Gary J. Aguirre
Enron’s investment banks, accountants, and lawyers now face billions in potential liability for allegedly helping Enron construct an $80 billion house of cards. Arthur Andersen, with its $9 billion in annual revenues, simply vanished after it was caught and convicted for shredding Enron records. Why were these gatekeepers, either giant financial institutions or the most sophisticated lawyers and accountants, confident the securities fraud laws would not apply to them?
Supreme Court decisions from 1974 through 1995 provide an answer. In 1974, the Supreme Court abruptly reversed a forty-year trend of federal decisions construing the securities acts consistently with the intent of the Congress that wrote them. Over the next twenty-one years, following its own policy star, the Court dismantled the antifraud provisions enacted by the 73rd Congress after the 1929 crash to protect investors. One key decision, Central Bank of Denver, N.A. v. First Interstate Bank of Denver, N.A., eliminated liability for aiding and abetting a violation of Section I 0(b). In doing so, it defined a zone of conduct beyond the reach of the federal securities acts, a fraud-free zone, where gatekeepers could earn lucrative fees helping public companies cheat their investors.

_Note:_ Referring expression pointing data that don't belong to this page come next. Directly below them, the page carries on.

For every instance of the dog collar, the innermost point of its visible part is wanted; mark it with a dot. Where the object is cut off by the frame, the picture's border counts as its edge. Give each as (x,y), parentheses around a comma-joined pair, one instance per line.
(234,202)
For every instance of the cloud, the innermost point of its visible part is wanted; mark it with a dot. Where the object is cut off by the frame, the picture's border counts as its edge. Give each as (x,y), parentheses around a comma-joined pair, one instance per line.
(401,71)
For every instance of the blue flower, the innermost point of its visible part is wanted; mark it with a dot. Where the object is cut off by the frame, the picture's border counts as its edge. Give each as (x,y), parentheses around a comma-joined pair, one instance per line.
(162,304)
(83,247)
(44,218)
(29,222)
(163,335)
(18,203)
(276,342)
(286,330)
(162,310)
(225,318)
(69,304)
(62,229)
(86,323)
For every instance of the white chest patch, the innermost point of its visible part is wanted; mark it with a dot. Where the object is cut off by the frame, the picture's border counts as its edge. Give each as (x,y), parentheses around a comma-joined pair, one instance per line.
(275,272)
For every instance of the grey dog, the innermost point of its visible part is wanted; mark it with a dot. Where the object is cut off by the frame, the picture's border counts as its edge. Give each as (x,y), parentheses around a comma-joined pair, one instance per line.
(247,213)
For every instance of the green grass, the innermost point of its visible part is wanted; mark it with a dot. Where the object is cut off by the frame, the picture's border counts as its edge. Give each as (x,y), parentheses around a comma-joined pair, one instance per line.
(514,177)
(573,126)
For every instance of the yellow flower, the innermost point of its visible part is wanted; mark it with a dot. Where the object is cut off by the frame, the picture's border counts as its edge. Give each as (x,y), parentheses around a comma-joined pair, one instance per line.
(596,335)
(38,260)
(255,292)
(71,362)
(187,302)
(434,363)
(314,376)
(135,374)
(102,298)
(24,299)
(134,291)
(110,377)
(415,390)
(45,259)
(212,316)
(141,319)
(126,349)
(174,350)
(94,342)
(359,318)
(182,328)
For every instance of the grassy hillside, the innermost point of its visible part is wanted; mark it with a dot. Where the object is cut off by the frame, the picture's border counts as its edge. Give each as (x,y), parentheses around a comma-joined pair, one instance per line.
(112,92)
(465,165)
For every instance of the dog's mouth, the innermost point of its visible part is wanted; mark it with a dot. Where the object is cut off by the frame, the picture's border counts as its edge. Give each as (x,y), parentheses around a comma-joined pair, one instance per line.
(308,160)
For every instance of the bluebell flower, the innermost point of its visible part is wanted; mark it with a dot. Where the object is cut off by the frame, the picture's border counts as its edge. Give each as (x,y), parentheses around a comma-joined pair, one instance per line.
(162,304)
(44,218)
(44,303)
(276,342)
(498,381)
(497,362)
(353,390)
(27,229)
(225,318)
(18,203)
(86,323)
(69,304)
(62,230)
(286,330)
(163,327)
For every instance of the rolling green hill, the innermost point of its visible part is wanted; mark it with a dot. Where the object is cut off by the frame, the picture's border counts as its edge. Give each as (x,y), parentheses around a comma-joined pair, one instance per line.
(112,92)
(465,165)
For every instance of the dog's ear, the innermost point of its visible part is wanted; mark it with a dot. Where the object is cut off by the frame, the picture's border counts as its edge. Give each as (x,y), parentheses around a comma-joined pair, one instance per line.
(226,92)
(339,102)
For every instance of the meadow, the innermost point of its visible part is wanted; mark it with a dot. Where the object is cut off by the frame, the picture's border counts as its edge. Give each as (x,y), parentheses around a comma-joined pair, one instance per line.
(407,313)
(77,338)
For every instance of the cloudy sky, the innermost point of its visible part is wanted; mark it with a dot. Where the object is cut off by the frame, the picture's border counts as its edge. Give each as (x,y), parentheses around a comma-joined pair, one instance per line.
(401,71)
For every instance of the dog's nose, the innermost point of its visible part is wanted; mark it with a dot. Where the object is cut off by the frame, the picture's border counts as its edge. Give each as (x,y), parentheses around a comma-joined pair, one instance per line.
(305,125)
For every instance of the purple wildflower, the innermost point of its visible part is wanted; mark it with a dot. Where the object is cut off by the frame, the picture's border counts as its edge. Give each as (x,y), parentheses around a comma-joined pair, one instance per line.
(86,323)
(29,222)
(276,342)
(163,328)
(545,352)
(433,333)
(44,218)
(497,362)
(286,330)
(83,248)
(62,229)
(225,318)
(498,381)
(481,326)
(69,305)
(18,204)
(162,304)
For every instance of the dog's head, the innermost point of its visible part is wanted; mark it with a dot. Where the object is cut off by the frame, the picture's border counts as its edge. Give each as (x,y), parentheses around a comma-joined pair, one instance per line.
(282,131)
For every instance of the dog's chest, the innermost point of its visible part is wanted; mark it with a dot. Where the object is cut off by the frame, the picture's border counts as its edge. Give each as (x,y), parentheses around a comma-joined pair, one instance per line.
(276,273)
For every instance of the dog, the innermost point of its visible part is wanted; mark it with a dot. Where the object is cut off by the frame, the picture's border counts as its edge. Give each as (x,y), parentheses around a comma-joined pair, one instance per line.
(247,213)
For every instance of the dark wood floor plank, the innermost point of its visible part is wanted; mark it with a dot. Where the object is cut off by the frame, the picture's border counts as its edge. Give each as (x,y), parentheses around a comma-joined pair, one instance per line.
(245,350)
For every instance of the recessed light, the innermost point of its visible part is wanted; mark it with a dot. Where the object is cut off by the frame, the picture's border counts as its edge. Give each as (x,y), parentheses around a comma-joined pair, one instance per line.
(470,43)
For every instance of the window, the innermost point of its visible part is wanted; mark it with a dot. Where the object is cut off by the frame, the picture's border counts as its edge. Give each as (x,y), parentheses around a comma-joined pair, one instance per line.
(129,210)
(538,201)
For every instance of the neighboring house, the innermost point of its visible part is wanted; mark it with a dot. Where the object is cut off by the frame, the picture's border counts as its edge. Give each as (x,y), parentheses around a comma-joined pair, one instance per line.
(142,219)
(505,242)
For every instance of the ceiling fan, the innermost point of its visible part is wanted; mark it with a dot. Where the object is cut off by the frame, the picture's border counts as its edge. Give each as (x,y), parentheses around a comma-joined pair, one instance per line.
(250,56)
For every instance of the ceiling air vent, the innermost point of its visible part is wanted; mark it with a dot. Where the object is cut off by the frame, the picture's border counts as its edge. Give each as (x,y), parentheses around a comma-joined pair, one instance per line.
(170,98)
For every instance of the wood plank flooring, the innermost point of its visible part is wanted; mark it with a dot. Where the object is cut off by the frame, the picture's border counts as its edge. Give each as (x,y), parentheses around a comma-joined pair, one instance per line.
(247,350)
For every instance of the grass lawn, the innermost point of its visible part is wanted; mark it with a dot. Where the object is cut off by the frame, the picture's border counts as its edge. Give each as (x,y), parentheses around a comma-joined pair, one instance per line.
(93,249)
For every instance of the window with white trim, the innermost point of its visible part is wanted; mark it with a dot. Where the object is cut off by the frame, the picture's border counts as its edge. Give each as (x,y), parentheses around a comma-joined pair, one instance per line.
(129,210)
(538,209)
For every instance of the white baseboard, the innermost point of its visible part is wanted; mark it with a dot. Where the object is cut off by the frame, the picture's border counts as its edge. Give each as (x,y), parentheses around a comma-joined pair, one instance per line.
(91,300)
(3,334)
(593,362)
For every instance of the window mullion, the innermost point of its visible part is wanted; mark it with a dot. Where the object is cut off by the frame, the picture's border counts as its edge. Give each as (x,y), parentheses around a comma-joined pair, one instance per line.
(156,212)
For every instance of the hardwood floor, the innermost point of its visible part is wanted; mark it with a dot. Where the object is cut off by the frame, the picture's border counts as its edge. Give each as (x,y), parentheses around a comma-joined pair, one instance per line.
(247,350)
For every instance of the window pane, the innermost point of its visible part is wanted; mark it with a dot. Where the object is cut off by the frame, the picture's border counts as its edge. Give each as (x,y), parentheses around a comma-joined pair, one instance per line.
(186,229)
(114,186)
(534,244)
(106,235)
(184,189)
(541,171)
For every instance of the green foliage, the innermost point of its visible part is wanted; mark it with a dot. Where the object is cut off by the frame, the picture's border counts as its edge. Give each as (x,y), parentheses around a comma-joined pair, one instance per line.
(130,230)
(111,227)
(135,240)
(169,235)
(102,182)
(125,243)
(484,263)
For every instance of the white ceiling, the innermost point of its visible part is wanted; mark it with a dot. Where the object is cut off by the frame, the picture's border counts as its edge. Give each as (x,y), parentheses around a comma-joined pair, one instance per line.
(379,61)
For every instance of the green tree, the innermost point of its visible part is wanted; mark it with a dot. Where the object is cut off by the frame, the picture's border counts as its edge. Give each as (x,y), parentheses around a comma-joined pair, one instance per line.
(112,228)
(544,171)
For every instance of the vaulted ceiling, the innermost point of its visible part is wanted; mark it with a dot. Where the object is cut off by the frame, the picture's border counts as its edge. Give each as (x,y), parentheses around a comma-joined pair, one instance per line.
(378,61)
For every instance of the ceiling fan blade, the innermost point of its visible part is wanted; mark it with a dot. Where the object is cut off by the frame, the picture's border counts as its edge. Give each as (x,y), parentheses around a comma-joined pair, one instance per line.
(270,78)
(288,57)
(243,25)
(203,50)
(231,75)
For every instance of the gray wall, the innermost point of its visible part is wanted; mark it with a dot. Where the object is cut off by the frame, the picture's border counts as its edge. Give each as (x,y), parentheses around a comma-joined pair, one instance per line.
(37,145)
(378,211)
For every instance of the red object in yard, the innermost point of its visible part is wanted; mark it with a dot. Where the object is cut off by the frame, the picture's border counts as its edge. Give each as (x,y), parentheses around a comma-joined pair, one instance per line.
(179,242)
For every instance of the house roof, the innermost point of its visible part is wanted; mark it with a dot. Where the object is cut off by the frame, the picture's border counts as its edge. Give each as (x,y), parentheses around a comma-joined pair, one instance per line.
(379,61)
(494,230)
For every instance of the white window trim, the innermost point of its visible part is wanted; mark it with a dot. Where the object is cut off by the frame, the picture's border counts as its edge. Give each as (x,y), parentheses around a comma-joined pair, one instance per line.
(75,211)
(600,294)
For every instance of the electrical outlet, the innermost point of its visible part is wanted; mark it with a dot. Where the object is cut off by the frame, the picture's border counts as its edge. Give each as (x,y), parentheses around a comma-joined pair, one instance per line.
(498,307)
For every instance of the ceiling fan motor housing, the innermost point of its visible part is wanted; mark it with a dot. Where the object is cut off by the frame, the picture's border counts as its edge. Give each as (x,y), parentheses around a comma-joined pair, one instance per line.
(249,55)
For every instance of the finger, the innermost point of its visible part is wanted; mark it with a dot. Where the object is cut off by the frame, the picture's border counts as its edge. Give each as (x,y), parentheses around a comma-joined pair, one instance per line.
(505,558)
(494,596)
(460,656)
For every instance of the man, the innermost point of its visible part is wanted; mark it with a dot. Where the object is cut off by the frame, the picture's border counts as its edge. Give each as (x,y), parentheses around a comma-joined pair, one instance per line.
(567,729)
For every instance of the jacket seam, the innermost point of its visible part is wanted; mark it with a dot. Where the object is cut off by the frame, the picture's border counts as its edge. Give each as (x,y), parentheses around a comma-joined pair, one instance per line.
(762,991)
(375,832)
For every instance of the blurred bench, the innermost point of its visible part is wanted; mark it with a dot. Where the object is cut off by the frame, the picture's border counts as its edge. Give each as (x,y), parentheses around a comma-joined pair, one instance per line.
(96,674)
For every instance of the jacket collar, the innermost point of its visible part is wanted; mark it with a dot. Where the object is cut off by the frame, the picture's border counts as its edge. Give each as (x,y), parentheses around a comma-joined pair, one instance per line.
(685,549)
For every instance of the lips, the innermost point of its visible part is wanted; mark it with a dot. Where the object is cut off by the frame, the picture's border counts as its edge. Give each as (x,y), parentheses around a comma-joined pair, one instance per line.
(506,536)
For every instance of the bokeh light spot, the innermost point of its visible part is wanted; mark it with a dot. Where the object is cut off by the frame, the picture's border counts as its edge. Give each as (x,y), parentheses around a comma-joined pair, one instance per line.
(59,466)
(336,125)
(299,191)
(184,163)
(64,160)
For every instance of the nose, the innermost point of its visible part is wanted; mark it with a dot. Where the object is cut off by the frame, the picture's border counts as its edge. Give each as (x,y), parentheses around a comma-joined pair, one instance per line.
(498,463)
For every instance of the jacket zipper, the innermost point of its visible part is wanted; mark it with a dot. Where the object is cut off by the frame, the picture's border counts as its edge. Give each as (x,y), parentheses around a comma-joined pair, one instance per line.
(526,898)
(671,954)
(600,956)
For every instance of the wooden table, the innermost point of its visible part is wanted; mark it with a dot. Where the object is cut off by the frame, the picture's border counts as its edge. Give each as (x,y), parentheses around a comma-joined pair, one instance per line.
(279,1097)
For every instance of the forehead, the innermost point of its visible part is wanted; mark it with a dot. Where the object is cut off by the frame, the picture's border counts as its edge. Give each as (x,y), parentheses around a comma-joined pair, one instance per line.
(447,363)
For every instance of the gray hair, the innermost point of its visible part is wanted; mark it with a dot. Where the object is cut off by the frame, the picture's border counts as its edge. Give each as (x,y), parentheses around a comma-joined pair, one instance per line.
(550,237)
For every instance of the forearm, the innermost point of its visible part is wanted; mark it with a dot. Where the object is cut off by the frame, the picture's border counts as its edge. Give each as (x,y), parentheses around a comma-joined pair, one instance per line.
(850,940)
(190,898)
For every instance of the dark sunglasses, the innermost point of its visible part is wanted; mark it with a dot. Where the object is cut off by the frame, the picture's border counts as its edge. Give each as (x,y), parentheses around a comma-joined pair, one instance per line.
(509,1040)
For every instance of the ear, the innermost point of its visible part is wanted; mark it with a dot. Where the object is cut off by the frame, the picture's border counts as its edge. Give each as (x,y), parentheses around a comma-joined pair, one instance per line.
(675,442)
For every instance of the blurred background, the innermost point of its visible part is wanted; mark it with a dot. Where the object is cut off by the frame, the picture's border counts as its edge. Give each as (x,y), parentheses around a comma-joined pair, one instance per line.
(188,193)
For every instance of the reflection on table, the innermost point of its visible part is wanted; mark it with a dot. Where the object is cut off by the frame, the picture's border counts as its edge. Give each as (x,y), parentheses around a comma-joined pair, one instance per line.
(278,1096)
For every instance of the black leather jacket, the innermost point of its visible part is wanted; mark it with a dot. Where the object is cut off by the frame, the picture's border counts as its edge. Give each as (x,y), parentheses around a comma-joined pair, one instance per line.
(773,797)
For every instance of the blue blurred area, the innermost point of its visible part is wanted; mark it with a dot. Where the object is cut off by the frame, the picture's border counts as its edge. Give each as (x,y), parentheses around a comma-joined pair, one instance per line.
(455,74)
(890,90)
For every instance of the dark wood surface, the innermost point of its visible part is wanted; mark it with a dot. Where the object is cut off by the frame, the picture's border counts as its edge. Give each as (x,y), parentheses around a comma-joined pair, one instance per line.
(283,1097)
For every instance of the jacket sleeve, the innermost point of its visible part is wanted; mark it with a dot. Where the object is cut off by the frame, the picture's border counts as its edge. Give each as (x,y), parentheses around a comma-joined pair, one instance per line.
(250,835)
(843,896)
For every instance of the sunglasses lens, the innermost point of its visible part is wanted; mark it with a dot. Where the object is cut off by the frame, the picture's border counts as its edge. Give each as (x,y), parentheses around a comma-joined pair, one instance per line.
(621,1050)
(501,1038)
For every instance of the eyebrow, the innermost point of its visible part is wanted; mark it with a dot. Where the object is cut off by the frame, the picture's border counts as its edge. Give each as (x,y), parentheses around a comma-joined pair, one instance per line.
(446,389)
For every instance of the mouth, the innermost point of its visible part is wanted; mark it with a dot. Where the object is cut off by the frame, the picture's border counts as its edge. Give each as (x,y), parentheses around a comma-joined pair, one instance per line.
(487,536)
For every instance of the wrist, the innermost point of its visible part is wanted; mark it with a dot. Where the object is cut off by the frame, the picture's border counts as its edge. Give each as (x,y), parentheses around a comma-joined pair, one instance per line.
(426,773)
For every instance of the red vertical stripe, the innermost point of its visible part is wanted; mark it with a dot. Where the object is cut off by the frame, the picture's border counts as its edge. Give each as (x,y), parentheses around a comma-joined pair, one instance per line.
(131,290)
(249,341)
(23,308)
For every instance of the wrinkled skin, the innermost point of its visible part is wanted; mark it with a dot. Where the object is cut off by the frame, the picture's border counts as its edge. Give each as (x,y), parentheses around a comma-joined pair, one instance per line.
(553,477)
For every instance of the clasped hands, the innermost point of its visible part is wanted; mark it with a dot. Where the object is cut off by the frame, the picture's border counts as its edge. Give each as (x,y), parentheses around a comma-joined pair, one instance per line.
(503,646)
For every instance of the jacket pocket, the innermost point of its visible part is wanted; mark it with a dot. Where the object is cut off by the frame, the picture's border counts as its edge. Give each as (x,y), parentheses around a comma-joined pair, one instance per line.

Unfortunately for these gatekeepers, the security of their sanctuary has been placed at risk by the class action against them in the Southern District of Texas. Worse yet, Judge Melinda Harmon, to whom the case was assigned, has closed down the fraud-free zone–at least for now. Her decision, In re Enron Corporation Securities, Derivative & ERISA Litigation, denying the gatekeepers’ motions to dismiss, takes a detour around Central Bank. But will the detour hold up on appeal? Not likely, but another legal theory may.